While the White House may view the tax break as “room” to absorb any increased tariffs, if companies do push the increase onto consumers, they’ll be using any extra money in their pockets to pay for the increase in goods from China.
“We should note that the Congress/Administration may believe that apparel is a product which has many sources, not just China and that an adjustment to the sourcing matrix is overdue,” Bivens Collinson explained. “This action (301 tariffs) will force buyers to look elsewhere and there are many countries that could fill the vacuum of production.”
The Trump Administration might also argue that sewing is a more easily movable industry from a capital investment and quick manufacturing perspective, and as such, Bivens Collinson explained, “The administration may hope that the action will ‘encourage’ manufacturing to move out of China, which is potentially one of the ultimate objectives of the president. Similarly, if production does move out, the trade deficit will decrease, which is clearly a president’s objective.”

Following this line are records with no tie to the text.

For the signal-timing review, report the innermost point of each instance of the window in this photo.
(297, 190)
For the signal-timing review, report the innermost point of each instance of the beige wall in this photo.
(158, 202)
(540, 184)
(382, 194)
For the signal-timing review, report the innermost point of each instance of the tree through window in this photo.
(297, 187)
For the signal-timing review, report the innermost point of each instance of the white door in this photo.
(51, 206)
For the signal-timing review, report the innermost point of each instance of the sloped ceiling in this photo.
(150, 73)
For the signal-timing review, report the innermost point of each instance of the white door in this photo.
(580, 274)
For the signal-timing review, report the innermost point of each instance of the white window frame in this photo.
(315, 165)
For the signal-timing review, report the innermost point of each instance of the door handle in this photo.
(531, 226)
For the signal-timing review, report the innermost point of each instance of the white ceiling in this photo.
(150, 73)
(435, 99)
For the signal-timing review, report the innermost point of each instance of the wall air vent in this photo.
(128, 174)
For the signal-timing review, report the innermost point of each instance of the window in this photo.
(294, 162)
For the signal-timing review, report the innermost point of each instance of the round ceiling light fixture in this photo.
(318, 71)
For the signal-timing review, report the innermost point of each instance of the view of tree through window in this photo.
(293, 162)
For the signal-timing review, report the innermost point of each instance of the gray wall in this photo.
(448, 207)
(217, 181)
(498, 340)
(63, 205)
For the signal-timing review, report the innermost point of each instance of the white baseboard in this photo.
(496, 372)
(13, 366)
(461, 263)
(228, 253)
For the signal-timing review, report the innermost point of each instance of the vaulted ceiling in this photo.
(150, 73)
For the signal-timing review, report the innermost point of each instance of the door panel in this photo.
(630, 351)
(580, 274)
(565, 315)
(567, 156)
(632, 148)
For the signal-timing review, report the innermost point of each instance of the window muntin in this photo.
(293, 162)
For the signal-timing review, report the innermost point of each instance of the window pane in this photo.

How likely are we to face a trade war?
Talk of trade wars have been ongoing for months, and well ahead of Trump’s tariff announcements—though since those surfaced, tensions have certainly escalated.
The European Union, Canada, Mexico and Brazil have all said they’d put retaliation measures in place in light of the metal tariffs, and China has promised to push back on both the metal tariffs and any placed on the import of its other goods.
“The likelihood that China will retaliate is high. However, it is not clear that China would pursue the tariff route,” Bivens Collinson said.
Trump’s steel and aluminum tariffs followed his tariffs on washing machines and solar products in January, also aimed at curbing imports from countries like China and South Korea. After that, China initiated an antidumping/countervailing duties case on U.S. exports of sorghum used for sweetener and livestock feed, Bivens Collinson explained, so China could be looking to levy other similar non-tariff barriers against the U.S. in response.
“If China were to do so, it could appear to be operating ‘within’ WTO rules, while the U.S. might be viewed as operating ‘outside’ the WTO rules,” Bivens Collinson said. “We don’t really know. And can one say there is a trade war when the 301 action is limited to only China? It could be a trade dispute with China, but depending on what China does in response it may not be a ‘war’ or a ‘tariff war.’”
Should it set off a trade war, however, the U.S. is poised to deal with it, and it’s not at all spooked.
“We need to be prepared to act in US interests to defend free and fair and reciprocal trade,” Treasury Secretary Steven Mnuchin said this week. “There is always a risk that people reciprocate …but we are not afraid of getting into a trade war.”